Delicious Quinoa Burgers
Based on a recipe I saw in Chatelaine magazine about a decade ago.
Ingredients:
2 cups cooked quinoa (about 1/2 cup uncooked, cook according to package directions)
1 tsp olive oil
1/2 cup grated zucchini
1/2 cup thawed frozen chopped spinach with all excess moisture squeezed out
1 cup grated carrots
About 1/3 cup black beans
About 1/3 cup sweet corn
1/3 cup grated apple (I found that any more than this made the mixture too “wet”)
A small shallot, minced
1 garlic clove, minced
1 egg, beaten
3 T. cornstarch
salt and pepper to taste
You can also add any herbs that you like. I found that an Italian seasoning blend was good here.
Instructions:
Saute the zucchini, carrot, shallot, and garlic in a skillet with the olive oil until tender. Remove from pan and add to the quinoa. Mix in the remaining ingredients.
Shape the burgers, I found it worked well to use a large round biscuit cutter as a mould for shaping them.

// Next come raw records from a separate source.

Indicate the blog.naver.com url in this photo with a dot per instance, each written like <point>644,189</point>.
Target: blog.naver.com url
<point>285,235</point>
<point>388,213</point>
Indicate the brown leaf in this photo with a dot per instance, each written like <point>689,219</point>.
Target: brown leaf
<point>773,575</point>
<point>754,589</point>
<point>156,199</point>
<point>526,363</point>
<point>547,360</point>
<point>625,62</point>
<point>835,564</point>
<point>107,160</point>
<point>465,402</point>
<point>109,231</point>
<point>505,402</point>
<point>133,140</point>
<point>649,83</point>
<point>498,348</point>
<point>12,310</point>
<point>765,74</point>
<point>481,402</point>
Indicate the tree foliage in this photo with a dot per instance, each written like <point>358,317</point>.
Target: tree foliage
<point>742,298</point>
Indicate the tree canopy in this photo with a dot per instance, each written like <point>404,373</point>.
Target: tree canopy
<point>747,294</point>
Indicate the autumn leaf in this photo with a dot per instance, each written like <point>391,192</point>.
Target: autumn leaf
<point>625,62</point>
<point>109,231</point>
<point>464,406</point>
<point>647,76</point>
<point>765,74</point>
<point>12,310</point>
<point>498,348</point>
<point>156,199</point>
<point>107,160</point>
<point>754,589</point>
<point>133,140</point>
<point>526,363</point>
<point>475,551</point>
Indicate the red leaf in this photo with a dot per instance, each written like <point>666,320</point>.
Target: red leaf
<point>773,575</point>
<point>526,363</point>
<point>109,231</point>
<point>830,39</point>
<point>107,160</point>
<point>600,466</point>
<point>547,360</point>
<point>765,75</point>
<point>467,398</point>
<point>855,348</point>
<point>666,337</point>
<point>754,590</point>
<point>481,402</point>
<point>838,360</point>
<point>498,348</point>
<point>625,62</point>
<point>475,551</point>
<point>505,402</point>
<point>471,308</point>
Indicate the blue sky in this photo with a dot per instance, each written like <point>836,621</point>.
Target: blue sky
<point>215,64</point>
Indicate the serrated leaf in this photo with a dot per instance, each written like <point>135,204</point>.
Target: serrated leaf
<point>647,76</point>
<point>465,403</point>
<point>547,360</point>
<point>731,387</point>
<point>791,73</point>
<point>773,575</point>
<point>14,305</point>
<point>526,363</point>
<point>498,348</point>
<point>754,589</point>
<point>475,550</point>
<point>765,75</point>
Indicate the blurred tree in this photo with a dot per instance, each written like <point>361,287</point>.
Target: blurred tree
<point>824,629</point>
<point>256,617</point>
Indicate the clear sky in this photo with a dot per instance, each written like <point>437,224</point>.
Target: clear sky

Firmly press the mixture into it and then release into the same pan you used to saute the veggies. You may want to use a pancake flipper or something to further shape it into a patty.
Cook until golden in colour and warmed all the way through – about 5 minutes per side.
Serving Suggestions:
Serve on a bed of lettuce or in a lettuce wrap, use a traditional hamburger bun, chop up and place in pita, or use two portobello mushrooms as a bun.
Top with regular burger toppings. Our favorite is this Chipotle Mayo Recipe. YUM!
Delicious Quinoa Burgers
These delicious quinoa burgers are packed with nutrients! They are a vegetarian main dish that is hearty and filling.
Ingredients
- 2 cups cooked quinoa about 1/2 cup uncooked, cook according to package directions
- 1 tsp olive oil
- 1/2 cup grated zucchini
- 1/2 cup thawed frozen chopped spinach with all excess moisture squeezed out
- 1 cup grated carrots
- 1/3 cup black beans
- 1/3 cup sweet corn
- 1/3 cup grated apple
- 1 small shallot minced
- 1 garlic clove minced
- 1 egg beaten
- 3 T. cornstarch
- salt and pepper to taste
- You can also add any herbs that you like. I found that an Italian seasoning blend was good here.
Instructions
-
Saute the zucchini, carrot, shallot, and garlic in a skillet with the olive oil until tender. Remove from pan and add to the quinoa. Mix in the remaining ingredients.
-
Shape the burgers, I found it worked well to use a large round biscuit cutter as a mould for shaping them.
-
Firmly press the mixture into it and then release into the same pan you used to saute the veggies. You may want to use a pancake flipper or something to further shape it into a patty.
-
Cook until golden in colour and warmed all the way through – about 5 minutes per side.